Soo Line Steam Locomotive 2442
Locomotives erupted onto the American landscape in the late 18th and early 19th century. The Wisconsin Central Railroad built the majority of track in Wisconsin that connected the surrounding states and Canada. In 1911 the Minneapolis, St. Paul and Sault St. Marie (Soo Line) purchased a new American Locomotive Company Steam Locomotive to be operated by the Wisconsin Central Railroad. The Steam Locomotive 2442 was one of 15 class F-22 heavy freight locomotives built in New York that generated 43,000 pounds of haul power. Fully loaded with coal and water the Locomotive weighed approximately 349,600 pounds. While attached to the tender (coal-car), the whole Locomotive measures approximately 67 feet. The 2442 Steam Locomotive’s final run occurred out of Fond du Lac, Wisconsin, in 1953 and sat until 1956 when it was selected to be relocated to its current site in the City of Marshfield.

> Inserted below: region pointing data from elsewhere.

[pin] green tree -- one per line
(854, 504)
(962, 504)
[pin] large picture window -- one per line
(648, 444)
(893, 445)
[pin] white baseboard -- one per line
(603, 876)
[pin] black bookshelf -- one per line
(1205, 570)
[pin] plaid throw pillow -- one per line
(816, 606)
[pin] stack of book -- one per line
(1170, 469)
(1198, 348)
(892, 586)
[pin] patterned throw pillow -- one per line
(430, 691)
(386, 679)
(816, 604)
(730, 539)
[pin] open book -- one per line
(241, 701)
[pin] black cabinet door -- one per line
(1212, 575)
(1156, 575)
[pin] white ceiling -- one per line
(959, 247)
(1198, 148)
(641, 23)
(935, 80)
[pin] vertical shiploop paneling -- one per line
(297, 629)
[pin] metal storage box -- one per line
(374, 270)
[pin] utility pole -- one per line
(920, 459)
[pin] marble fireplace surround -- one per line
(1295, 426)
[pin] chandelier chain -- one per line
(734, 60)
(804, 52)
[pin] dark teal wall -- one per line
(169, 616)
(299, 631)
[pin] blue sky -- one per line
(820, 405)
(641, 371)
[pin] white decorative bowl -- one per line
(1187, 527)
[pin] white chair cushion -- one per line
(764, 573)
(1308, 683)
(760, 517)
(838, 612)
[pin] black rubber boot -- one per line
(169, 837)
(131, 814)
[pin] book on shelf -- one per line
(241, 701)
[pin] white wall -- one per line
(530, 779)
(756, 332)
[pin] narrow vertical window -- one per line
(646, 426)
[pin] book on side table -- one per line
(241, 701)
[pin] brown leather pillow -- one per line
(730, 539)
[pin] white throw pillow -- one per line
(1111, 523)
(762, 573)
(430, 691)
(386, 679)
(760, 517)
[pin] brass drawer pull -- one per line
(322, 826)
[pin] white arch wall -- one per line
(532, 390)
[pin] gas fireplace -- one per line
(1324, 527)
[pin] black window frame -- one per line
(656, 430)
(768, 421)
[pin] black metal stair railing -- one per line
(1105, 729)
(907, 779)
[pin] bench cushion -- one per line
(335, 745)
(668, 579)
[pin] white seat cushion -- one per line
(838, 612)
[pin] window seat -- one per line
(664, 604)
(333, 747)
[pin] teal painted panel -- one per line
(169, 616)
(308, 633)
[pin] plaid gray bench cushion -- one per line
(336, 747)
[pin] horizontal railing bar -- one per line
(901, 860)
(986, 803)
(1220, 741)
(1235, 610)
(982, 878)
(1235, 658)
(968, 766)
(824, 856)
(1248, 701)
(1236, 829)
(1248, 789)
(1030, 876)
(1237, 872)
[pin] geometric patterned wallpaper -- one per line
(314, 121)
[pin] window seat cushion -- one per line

The locomotive does not include its original tender, but that of the identical Locomotive, 2441. Soo line workers donated there time and effort to lay the track where the 2442 Steam Locomotive sits today. The Soo Line Steam Locomotive 2442 is the only remaining example of the Class F-22 operated by Wisconsin Central and Soo Line Railroad Companies. Restoration occurred on the Locomotive in 1996 by the Marshfield Historic Preservation Association that included painting and buffing. The locomotive now sits underneath a roofed enclosure surrounded by a tall chain link fence at Wildwood Park.
The Mechler House
305 South Maple Avenue
Built in 1893, this house (a three gabled, Victorian style home) was once occupied by E.F. Mechler, the first jeweler in Marshfield. The Mechler jewelry store was established in 1896 and was originally located at116 S. Central Avenue. Upon Mr. Mechler’s death in 1936, the house passed down through the Mechler family. For eight decades local residents has referred to this house as “The Mechler House.”
Wahle - Laird House
208 South Cherry Avenue
Built by Dr. Henry Wahle in 1904, this house is the best example of the Colonial Revival style in the City of Marshfield. In 1924, it was purchased by W.D. Connor, a leading Wisconsin lumberman, for his daughter Helen Connor Laird and her family. In 1992, it was entered in the National Register of Historic Places on the basis of its architectural distinction and in recognition of the public service of Helen Connor Laird and Melvin R. Laird, Sr. Mrs. Laird served as the first woman president of the Marshfield School Board, president of the Marshfield Library Board, member of the State Library Commission, and regent of the University of Wisconsin. Reverend Laird served as an Army chaplain in Europe during the first World War and as a member of the Wood County Board. In 1940, he was elected to the Wisconsin State Senate where he served until his death in 1946. The house was the childhood home of the Lairds’ four sons, the most famous of whom, Melvin R. Laird, Jr., succeeded his father in the State Senate, went on to be elected for nine consecutive terms to the United States House of Representatives, to serve as Secretary of Defense and as White House Counselor for Domestic Affairs to President Nixon. The house has recently been restored and continues to be occupied by members of the Laird Family.